Unterwegs mit einer Pferdestärke

Jürgen Hecht
Was haben die pferdegetriebene Museumsbahn von Spiekeroog und die HSB gemeinsam? Gibt es da etwas? Beide haben die Spurweite 1000 mm, dann trennen sich die Welten.
In unserem Urlaub besuchten meine Frau und ich die Insel Spiekeroog, auf der sich seit 1981 eine Museumseisenbahn befindet, die von April bis Oktober in Betrieb ist. Einst war das Netz weitläufig ausgebaut und brachte die Urlauber vom Hafen an viele Orte der Insel. Heute sieht das ca. 1.300 Meter lange Gleis auf den ersten Blick etwas marode aus und der offene Pferdebahnwagen von 1886 mit 16 Sitzplätzen bringt ohne Fahrgäste nur eine Tonne auf die Waage, außerdem wird der Gleiskörper regelmäßig vom Hochwasser erfaßt.


Foto (Jürgen Hecht): Das Deichtor der Pferdebahn, bei Hochwasser werden die Gleise im Hafengelände
regelmäßig überflutet.

Die Wagen werden von sogenannten Tinkern gezogen. Diese gutmütigen und robusten Pferde wurden ab Anfang 1900 gezüchtet. Dabei handelt es sich um die Arbeitstiere fahrender Kesselflicker (englisch = Tinker).

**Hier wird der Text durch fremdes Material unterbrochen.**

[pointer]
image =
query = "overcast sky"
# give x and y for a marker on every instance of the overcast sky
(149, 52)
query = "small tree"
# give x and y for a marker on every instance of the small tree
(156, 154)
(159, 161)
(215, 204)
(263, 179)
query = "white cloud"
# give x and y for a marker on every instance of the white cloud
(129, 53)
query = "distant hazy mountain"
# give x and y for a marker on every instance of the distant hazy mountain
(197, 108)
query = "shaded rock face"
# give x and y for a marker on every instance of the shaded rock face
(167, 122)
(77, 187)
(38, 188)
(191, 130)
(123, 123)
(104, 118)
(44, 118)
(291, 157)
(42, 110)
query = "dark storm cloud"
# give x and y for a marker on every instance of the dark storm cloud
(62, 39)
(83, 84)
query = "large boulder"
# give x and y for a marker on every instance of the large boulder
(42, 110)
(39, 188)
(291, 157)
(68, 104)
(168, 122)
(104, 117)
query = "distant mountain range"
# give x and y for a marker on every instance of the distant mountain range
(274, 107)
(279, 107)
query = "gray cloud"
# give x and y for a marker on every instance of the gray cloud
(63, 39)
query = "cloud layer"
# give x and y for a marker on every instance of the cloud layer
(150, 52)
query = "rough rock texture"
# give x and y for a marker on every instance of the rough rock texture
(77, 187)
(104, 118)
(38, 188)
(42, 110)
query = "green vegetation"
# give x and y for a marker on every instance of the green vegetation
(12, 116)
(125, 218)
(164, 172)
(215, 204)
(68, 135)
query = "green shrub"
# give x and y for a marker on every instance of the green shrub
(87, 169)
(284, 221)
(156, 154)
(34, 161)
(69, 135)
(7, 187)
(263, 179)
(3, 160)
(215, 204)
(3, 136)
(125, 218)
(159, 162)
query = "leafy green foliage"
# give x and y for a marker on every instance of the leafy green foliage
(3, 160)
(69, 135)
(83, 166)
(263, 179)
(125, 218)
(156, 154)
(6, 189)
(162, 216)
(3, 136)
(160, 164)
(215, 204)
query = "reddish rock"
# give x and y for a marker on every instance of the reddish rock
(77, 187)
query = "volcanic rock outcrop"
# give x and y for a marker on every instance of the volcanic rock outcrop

Der englischen Oberschicht war es vorbehalten, einfarbige Pferde zu züchten, deshalb sind die Tinker-Pferde gut an ihren verschieden großen Fellflecken zu erkennen. Aber egal welche Farbe – das Pferd läuft! Und zwar rechts auf der Fahrt nach Westend bzw. links auf der Rückfahrt neben dem Wagen auf einem sandigen Weg, wobei es durch ein spezielles Geschirr mit dem Wagen verbunden ist.


Foto (Jürgen Hecht): Es soll auch Leute geben, die Dampfloks streicheln, bei einer Pferdeeisenbahn bekommt das
„Traktionsmittel“ wahrscheinlich aber deutlich mehr Streicheleinheiten.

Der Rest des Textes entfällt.